И все же она находила отраду в кратких посещениях этого странного, сумеречного мира, мира Скафлока, мира, который когда-то ненадолго стал ее собственным.
Она стремилась отвлекать себя от тягостных мыслей работой, и молодое, крепкое тело ее расцветало. Прошли недели, потом месяцы, и она ощутила в себе то же самое движение, что побуждает птичьи стаи возвращаться весной в родные места, а деревья выпускать почки, похожие на сжатые кулачки младенцев.
Увидев свое отражение в заводи, она поняла, что из девчонки превратилась в женщину: формы ее округлились, грудь налилась, ток крови стал ровнее и спокойней. Она становилась матерью.
Вот если бы Скафлок мог увидеть ее сейчас!
— Нет, этого никак нельзя допустить. Но я все равно так люблю его, так люблю!
В дождевых потоках и шуме весенних гроз зиме пришел конец. На лугах и на ветвях деревьев показалась первая зелень. С юга прилетели птицы. Однажды Фрида увидела, как обескураженно кружат над отцовыми землями аисты, которые много лет гнездились на крыше ормовой усадьбы. Из глаз ее потекли слезы, тихие, как дождь в конце весны. В груди ее была страшная пустота.
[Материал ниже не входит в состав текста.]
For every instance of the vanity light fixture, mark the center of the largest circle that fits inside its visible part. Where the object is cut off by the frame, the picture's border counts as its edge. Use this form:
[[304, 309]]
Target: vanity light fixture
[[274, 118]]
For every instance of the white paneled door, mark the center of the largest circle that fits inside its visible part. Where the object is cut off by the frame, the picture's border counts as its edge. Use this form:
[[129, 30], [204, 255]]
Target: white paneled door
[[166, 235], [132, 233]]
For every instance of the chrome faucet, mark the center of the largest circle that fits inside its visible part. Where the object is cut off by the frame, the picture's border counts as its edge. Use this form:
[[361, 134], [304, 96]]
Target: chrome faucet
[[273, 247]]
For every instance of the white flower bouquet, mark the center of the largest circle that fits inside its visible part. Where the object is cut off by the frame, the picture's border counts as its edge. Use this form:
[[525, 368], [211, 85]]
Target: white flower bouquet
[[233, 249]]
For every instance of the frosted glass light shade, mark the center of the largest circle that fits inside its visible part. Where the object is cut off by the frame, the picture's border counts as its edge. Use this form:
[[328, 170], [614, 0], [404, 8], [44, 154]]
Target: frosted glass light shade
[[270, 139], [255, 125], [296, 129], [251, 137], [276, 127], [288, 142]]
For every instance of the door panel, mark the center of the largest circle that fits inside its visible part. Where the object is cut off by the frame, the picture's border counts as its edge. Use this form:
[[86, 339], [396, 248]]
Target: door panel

Но это чувство вскоре прошло, изгнанное предвкушением радости. Не того сумасшедшего, буйного счастья, какое знавала Фрида в прежние дни, но покойной, умиротворенной радости. Она скоро станет матерью. И в сыне ее (или дочке, неважно) возродятся погибшие надежды.
Она стояла в сумерках под цветущей яблоней, и при каждом легком дуновении ветра на плечи ей падали, кружась в воздухе, бело-розовые лепестки. Зима прошла. Весна же была наполнена Скафлоком. Он был повсюду: в облаках, в тенях, в рассветах и закатах, в плывущей по небосклону луне. В шуме ветра слышался его голос, а в рокоте моря его смех. Потом будут, конечно, еще зимы, их ведь нельзя изгнать из ежегодной круговерти жизни природы. Но под сердцем она, Фрида, носит лето. И потому лету суждено возрождаться вновь и вновь.
Торкель собрался в плавание на Восток. По большей части, он намеревался действовать как мирный купец, а коли подвернется случай, так и промыслить кое-чего по-викингски. Они с сыновьями давно уж замыслили поход этот. Аудун, однако же, не проявлял прежней радости по поводу предстоящего плавания. Наконец, он прямо сказал отцу, что идти в море не может.